The only promising account Quadracci had on his own was Fishing Facts, a magazine published in nearby Menomonee Falls liberally laced with colorful ads for fishing lures, rods, reels and bass boats. Then, the 10 employees and one press at Quad/Graphics printed 200,000 copies of Fishing Facts a month.

Today, a fleet of white Quad/Graphics semitrailer trucks crisscross America, delivering 60 million magazines a month. In addition to Fishing Facts, the magazines include MAD, Playboy, Harper`s, The Atlantic, Mother Jones, Ms., Black Enterprise and about 90 others. Quad/Graphics is the only printer to produce all three news weeklies–Time, Newsweek, and U.S. News & World Report–and brought in a new contract every 11 days last year.

Many of those accounts were once held by the Chicago and Milwaukee printers that helped Quad/Graphics in its lean years, but Quadracci never will tell you that he set out to raid his competitors` accounts. He won the publishers by printing parts of their magazines and working to gain their total commitment to what he calls his kind of quality printing.

”It is the way that our management and staff have worked together that has brought us results,” said Quadracci. ”Together we have learned the cutting edge of technology that sets us apart in the graphics arts industry. We have achieved extraordinary results from ordinary people.”

So it was with some justification that Wisconsin Gov. Anthony Earl, in his Feb. 3 State of the State address in Madison, singled out Quadracci and Quad/Graphics as one of Wisconsin`s biggest success stories.

”Three years ago, Quad/Graphics had one plant in Wisconsin employing 700 people. Today there are three plants employing 1,700 people with an additional 700 jobs projected over the next year,” said Earl. ”Harry Quadracci has succeeded through innovation, vision, ambition and a little help from the state.”

Quadracci was a lawyer. He went to Columbia University Law School and for a while was general manager for W.A. Krueger Co., a commercial printer his father helped found. Labor strife there convinced Quadracci, now 49, to go into the graphics arts industry on his own.

He took a second mortgage on his house, borrowed $800,000 from 15 investors and raised another $500,000 in venture capital to found the company, which now goes through 24 miles of paper a day. Its state-of-the-art Harris web offset presses never stop.

There`s more to Quad/Graphics, however, than bare bones sales figures and statistics abount paper and ink consumed. The company also is a good place to work, say experts who chronicle life in the workplace.

In 1984, the Addison-Wesley Publishing Co. ranked Quad/Graphics beside Delta Air Lines, Eastman Kodak Co., Mary Kay Cosmetics Inc. and Citicorp among the 100 best places in America to work. Addison-Wesley credits Quadracci, saying: ”He expounds his thinking to other partners in `Think Small`

seminars. Chief among his notions is an aversion to organizational charts, job descriptions, time clocks and committing policies and procedures to paper. Communications with employees should be `personal, vocal and spontaneous.` ” There are no unions at Quad/Graphics, with plants in Pewaukee and nearby Sussex and Lomira, and Saratoga Springs, N.Y.. Nor are there fancy job titles. Employees are managers or staff, and each wears identical dark blue shirts and slacks while working in the plant. They work 12-hour shifts, three days one week and four the next. There are two shifts a day.
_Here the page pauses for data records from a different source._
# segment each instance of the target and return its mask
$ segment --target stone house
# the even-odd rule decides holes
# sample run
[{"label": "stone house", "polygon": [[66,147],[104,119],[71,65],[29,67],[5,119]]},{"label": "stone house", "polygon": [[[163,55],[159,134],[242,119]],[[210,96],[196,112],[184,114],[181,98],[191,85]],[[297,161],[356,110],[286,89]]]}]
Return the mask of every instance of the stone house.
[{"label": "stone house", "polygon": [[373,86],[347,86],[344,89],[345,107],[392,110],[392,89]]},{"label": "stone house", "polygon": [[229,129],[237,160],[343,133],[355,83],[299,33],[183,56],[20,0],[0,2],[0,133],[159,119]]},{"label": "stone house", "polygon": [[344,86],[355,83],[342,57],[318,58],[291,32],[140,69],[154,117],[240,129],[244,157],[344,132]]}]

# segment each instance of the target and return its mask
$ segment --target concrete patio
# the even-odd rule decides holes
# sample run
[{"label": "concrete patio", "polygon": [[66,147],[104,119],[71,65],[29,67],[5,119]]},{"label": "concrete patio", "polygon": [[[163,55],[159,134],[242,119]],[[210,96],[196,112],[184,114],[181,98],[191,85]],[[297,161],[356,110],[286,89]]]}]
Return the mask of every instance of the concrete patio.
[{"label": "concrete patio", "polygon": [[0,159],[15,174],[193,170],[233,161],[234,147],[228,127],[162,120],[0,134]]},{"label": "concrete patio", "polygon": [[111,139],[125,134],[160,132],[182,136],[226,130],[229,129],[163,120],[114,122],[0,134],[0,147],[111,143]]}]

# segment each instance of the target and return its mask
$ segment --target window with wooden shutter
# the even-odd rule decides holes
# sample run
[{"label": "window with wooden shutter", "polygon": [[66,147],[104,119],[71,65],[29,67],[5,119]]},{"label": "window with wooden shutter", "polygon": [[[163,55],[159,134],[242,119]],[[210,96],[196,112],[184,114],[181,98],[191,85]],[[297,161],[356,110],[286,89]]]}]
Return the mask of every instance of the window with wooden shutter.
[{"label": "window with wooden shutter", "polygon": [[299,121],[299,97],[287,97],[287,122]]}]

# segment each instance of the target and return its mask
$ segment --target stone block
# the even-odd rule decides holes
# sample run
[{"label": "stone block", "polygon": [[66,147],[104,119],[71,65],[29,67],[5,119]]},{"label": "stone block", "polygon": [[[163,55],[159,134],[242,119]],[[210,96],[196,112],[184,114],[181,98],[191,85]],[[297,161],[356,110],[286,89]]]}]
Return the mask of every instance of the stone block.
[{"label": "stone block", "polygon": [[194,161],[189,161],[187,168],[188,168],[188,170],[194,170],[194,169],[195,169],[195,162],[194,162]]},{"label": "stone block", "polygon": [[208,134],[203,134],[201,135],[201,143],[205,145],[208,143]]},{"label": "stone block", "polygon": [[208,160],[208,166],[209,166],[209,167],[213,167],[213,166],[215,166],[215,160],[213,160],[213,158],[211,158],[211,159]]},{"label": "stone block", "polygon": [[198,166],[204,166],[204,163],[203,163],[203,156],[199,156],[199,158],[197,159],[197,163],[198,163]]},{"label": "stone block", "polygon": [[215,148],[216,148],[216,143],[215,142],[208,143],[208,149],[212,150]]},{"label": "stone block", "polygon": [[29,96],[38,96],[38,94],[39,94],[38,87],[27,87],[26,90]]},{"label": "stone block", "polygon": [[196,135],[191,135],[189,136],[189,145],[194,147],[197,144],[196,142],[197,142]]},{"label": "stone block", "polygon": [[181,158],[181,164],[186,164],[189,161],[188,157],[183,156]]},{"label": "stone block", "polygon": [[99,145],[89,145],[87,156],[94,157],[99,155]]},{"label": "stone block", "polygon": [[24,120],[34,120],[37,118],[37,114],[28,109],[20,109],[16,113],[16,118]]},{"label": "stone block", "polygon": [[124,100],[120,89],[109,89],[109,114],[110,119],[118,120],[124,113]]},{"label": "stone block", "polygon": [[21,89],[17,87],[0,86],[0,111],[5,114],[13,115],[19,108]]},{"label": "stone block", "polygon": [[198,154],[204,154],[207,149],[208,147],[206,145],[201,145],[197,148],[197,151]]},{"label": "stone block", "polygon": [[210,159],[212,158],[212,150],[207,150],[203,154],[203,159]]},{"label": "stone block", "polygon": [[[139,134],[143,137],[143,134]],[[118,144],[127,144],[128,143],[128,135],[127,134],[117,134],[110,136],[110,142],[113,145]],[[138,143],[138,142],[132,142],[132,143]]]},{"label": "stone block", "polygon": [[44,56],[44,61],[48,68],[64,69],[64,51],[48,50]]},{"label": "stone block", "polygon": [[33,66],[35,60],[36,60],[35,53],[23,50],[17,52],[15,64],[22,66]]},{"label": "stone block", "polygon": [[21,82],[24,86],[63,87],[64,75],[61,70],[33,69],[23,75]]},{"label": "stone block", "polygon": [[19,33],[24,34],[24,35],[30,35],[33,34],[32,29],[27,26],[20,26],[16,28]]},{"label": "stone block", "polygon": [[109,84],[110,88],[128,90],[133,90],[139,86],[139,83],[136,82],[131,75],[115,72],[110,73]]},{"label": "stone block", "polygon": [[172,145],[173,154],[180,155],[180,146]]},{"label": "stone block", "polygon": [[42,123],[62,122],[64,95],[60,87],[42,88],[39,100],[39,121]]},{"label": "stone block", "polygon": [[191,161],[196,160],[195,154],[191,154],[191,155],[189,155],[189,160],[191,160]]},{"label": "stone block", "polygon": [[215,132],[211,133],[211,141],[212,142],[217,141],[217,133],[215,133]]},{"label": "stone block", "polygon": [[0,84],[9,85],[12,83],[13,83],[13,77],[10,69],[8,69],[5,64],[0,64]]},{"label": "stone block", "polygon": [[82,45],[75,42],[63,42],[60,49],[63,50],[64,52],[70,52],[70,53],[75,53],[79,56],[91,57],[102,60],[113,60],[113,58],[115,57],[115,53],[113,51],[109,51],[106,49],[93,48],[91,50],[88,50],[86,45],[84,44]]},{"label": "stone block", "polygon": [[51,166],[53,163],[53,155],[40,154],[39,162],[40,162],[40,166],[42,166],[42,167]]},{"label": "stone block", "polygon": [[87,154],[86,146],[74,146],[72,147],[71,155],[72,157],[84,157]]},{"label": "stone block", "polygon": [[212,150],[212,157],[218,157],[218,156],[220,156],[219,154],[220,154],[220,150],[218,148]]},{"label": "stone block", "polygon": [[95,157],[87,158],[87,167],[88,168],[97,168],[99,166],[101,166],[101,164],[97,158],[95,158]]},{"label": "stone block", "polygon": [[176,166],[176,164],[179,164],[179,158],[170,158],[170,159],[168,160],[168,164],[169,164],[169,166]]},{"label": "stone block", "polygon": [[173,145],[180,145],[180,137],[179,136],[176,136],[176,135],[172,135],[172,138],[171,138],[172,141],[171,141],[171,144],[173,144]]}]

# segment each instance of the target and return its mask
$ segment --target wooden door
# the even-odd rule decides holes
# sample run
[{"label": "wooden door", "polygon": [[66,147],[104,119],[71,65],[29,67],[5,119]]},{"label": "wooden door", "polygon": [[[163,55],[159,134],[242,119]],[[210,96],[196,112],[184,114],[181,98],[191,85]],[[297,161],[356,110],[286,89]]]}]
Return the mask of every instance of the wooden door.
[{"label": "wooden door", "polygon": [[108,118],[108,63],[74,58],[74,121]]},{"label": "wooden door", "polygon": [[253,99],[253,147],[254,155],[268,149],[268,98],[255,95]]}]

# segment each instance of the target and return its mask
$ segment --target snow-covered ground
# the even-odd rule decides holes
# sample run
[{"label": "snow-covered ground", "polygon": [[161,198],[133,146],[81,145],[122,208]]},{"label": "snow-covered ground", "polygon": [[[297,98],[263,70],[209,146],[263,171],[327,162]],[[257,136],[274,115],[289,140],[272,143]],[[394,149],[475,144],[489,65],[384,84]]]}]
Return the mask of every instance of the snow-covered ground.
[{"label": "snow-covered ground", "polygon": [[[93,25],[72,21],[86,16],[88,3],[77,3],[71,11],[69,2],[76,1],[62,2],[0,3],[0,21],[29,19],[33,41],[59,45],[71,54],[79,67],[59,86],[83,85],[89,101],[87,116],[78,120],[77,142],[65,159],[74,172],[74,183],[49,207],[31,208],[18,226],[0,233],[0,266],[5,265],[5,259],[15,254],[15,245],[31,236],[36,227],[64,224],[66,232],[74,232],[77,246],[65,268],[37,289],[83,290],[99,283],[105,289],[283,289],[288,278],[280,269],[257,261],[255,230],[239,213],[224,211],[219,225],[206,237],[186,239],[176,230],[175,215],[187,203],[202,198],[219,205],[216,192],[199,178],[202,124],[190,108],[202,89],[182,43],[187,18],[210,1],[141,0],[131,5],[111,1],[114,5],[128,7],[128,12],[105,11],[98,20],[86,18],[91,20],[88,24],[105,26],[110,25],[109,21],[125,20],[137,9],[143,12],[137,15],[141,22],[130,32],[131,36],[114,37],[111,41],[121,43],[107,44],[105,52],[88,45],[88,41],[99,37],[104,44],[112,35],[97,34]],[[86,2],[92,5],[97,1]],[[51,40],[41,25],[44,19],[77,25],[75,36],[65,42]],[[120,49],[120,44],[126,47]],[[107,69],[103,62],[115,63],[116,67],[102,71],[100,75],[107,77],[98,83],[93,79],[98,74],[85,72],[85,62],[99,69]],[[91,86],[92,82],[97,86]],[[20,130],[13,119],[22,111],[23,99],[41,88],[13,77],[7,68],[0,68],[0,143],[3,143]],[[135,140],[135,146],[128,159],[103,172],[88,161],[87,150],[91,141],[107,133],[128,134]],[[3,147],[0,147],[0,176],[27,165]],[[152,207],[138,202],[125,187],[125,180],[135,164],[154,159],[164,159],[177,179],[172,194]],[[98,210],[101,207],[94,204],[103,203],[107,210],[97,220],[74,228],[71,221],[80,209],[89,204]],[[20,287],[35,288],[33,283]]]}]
Each new employee goes through 10-weeks of school to learn job skills and get acquainted with company policies and expectations.

A staff member can expect to earn ”in excess of $20,000 a year” after two years and receive another $7,000 annually in benefits, Quadracci said. Last year`s payroll was more than $36 million.

The company maintains Camp Quad, a 40-acre retreat for employees, and a day-care center and has physical fitness programs, counselors and employee profit sharing among its benefits.

The name of the game at Quad/Graphics is productivity. On any work day, few idlers are seen as millions of copies of Newsweek, Bicycle Rider, Harper`s and MAD roll through the presses at 2,000 feet per minute. No Quad/Graphics press is older than five years. Quad/Tech, 1 of 11 company divisions, designs, builds and maintains much of the internal mechanism needed in the highly automated plants.

Quad`s presses print a standard 8 1/2-by-10 7/8-inch format, the size of Time magazine. ”That`s how we zeroed in on the magazine industry since day 1,” said Quadracci. ”We developed a standard size in a job shop industry where every job used to be a different size. To a certain extent, I think we influenced the standardization of size in magazines. Standard sizes have cut production costs.”

That standard size may change again, however, as new presses at Quad/

Graphics turn out a 10 1/2-inch-long page. That will save publishers 8 percent annually in postage and paper costs, though it won`t be noticeable to the reader or reduce editorial content, Quadracci said.

”For the publisher on a monthly cycle, it will be like getting one issue a year printed free.”

For 15 consecutive years, Quad/Graphics has increased sales volume at least 50 percent every year. It`s growing so fast that one division is a construction company to build plants. With the acquisition of John Blair & Co., which produces millions of newspaper coupon inserts each month, Quadracci expects company sales to exceed $300 million this year.

New, high-volume web offset presses soon will enable Quad/Graphics to go after some big national catalogue contracts. About a quarter of the company`s business is in catalogues; the rest in magazines.

With 6 million copies printed a month, Playboy is Quad/Graphics` biggest account. The magazine had been printed by W.F. Hall Printing Co. in Chicago, which at the end of 1985 became part of Krueger-Ringier Inc.